Hotel owners and managers have in the past attributed the low patronage of their business to this mentality among Nigerians.
 Image source: www.commons.wikimedia.org

“White people don’t think like that” says an hotel manager who chose to remain unnamed “They come in here for business or sightseeing, they check into an hotel, its normal for them as it is for them over there, nobody is raising eyebrows or calling your Pastor to report you. But here in Nigeria, we have the mentality that if a man is checking into a hotel he is lodging with his girlfriend, he is unfaithful to his wife. If a woman does it then she is a shame to her husband”
It would also be necessary for people to be aware that like going into a restaurant to eat, or like taking the kids to an amusement park or taking a significant other to a fancy date, checking in to a hotel room for the weekend is also a good way to treat yourself. And we should try it sometime. Clean sheets. Hot running water, satellite television, room service, internet access all these at affordable rates. Take a central place in Lagos like Ikeja for example where the competition is high, there are lots of cheap hotels in Ikeja that provide these to their guests.

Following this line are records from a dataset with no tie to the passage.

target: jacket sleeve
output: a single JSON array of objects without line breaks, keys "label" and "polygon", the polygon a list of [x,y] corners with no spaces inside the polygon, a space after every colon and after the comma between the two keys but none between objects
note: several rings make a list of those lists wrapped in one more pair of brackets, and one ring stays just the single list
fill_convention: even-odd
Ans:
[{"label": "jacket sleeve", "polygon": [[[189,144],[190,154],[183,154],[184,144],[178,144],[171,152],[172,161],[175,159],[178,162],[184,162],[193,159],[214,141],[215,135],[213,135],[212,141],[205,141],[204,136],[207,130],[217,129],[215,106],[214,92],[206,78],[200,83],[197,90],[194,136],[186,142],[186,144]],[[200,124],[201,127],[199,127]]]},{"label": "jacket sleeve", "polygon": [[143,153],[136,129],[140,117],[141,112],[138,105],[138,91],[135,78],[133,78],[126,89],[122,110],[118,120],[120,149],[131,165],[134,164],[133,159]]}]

Image Courtesy Logbaby.com

“Nigerians work so hard for their money, I don’t see why anyone would want to judge someone who goes for a weekend getaway in a moderate hotel or a resort, just to relax yourself. You don’t even have to go with anyone. I do it sometimes and switch off my phones, because I don’t want disturbance. And with time, I find that it is good for my health.” Says Sunday Oriaku who is a businessman who imports building materials from China.
Moreover hotels provide more than just accommodation. They often cater to business travelers and businessmen by having conference rooms and business meeting rooms in their buildings. So where their conference room is booked for a week long seminar that brings people from all over the country it only seems the wise thing to book rooms in the same hotel or a nearby hotel for the sake of convenience.
It may take a while. But we may eventually get there. The secret may be for people not to straddle others with their own notion or idea of morality. While it may be true that some married persons do use hotel getaways for trysts and shenanigans, humans are naturally wired to pursue happiness and fulfillment and if they happen not to find it in their home or marriage it is almost natural to seek this happiness elsewhere. The point really is, the hotel industry and business must be seen as providing an important service within the economy, jobs, entertainment, accommodation for stranded persons who are traveling or out of their home base for one business or the other, to then turn our noses at people who patronize hotels when they need to is a faux morality that needs to stop.
So, I’m sitting here writing this and hoping that if I ask this Yoruba mummy beside me where I can find affordable hotels in Lekki she isn’t going to eyeball me and question my home training.